GH INSENSITIVITY SYNDROMES

Pathogenesis

The term of GH insensitivity syndrome (GHIS) describes a group of inherited disorders characterized by a reduction in the biological effects of GH in the presence of normal or elevated serum GH concentrations.

The first report of GHIS of genetic origin was published by Laron et al in 1966 (17). Since then the description of this disorder has expanded, as has the spectrum of clinical and biochemical abnormalities. The clinical disorder known as Laron syndrome has been shown to be associated with defects of the GHR gene (71). Due to the large number of established GHR mutations it is impossible to describe them all in this chapter but this topic has been recently reviewed in great detail (72).

Clinical presentations

The clinical characteristics of the affected patients are very similar to those seen in GH deficiency secondary to mutations in the GH gene, namely hypoglycemic episodes, severe growth failure and a typical craniofacial appearance (Figure 2). In terms of linear growth, the most striking feature is the rapid decrease in height SDS during the early post-natal years. In the first three years of life there is a loss of approximately 3 SDS per year as demonstrated in the Ecuadorian patients, the largest kindred with this disorder (73). Intellectual retardation has been described in the original Israeli populations but is not a universal finding.

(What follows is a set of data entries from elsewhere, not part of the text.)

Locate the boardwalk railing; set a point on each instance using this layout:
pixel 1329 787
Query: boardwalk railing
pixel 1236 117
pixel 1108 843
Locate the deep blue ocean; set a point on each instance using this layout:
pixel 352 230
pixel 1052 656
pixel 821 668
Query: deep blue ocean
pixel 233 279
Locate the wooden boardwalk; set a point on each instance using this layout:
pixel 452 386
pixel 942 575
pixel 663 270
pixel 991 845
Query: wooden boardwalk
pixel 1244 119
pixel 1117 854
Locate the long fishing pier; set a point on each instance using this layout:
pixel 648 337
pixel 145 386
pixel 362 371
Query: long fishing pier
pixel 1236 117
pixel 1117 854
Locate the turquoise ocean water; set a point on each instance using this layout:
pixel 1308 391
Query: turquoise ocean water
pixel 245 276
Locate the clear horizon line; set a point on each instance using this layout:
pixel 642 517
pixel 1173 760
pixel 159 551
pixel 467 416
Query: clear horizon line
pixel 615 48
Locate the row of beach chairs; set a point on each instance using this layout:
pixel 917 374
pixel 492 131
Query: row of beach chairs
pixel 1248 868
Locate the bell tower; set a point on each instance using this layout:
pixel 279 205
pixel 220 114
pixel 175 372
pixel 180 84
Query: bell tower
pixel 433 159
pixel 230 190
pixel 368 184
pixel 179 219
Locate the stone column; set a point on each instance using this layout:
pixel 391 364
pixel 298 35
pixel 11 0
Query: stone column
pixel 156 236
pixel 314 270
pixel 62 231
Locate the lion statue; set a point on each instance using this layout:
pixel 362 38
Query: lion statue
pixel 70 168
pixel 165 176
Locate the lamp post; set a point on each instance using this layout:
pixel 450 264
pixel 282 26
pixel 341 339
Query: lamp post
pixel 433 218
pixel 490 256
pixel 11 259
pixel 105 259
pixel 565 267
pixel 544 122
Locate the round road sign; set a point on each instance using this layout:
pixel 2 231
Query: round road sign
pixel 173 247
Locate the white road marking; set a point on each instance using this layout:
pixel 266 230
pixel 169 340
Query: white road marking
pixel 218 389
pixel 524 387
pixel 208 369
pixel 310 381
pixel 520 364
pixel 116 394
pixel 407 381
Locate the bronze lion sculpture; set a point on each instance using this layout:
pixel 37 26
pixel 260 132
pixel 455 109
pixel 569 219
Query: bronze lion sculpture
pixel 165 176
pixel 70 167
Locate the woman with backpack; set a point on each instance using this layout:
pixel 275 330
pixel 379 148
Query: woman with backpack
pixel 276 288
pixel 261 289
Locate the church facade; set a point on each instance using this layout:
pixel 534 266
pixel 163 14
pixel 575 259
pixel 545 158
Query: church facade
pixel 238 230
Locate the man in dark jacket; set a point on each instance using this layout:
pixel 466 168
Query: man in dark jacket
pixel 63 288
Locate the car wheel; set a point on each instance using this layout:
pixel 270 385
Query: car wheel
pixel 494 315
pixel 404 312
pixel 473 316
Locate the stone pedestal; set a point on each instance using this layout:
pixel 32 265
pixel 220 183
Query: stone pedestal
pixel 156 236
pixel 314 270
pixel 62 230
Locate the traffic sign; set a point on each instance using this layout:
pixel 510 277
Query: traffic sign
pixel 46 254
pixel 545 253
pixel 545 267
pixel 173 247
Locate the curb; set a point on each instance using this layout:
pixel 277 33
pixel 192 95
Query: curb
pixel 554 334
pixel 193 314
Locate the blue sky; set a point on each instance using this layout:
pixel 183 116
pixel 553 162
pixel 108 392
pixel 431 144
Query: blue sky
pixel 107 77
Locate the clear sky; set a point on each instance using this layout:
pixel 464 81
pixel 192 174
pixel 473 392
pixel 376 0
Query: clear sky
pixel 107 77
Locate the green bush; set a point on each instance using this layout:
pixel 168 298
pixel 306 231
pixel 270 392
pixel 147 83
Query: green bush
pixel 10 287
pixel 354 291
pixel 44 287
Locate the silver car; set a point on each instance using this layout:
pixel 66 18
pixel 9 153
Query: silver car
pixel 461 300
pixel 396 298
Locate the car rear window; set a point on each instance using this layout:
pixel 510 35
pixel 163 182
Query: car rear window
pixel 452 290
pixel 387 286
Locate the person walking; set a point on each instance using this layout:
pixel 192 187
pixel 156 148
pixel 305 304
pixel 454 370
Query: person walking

Figure 2. Photograph of a patient with the classical facies of Laron Syndrome (GHIS).

Photograph of a patient with the classical facies of Laron Syndrome (GHIS).

The heterogeneity of clinical and biochemical features has been demonstrated in a series of patients studied in Europe (74). A recent analysis has been performed of 59 of the patients in this European series who were classified into "classical" or atypical based on their facial appearance. Fifty patients had classical facial features whereas seven patients classified as "atypical" had normal facies (75). In addition, patients with atypical GHIS had less height deficit (height SDS -4.0 +/- 1.4) compared with patients with classical GHIS (-8.6+/-2.4).

Investigations

Severe short stature with or without classical features of Laron syndrome with normal to high serum GH concentrations, very low serum IGF-I, IGFBP-3 and ALS levels suggest impaired GH effects as described earlier. GH binding protein (GHBP), the circulating form of the extracellular domain of the GHR, was initially found to be absent but recent reports have found that some patients with GHIS may have normal or even elevated serum GHBP (74). Usually more atypical patients had normal GHBP.

The molecular defect in GHIS originates in the GHR gene, with over 30 mutations now reported. The majority of the molecular defects of the GHR have been point mutations in exons 2-7 of the GHR gene, which encodes the extracellular domain of the receptor and therefore these mutations impaired GH binding (74).

GHI due to STAT5b mutation

A recent report of a 16-year old Argentinean girl from consanguineous parents, presenting with a clinical history of severe postnatal growth failure (Ht SDS -7.5), frequent upper respiratory infections, with immune dysfunction and marked IGF-I, IGFBP-3 and ALS deficiencies. She failed to respond to GH treatment and genetic studies were performed to elucidate the molecular defect associated with the clinical and biochemical diagnosis of GHI. Molecular studies showed that she has a normal GH receptor gene but a novel GH post-receptor defect was identified. A homozygous missense mutation of the STAT5 gene was identified and the resulting protein proven to be incapable of phosphorylation in response to either GH or gamma interferon (75). We have identified two siblings with clinical and biochemical features of GHI owing to a molecular defect in STAT5b (our unpublished data), and the frequency of abnormalities in STAT5b as a cause of GHI remains unknown.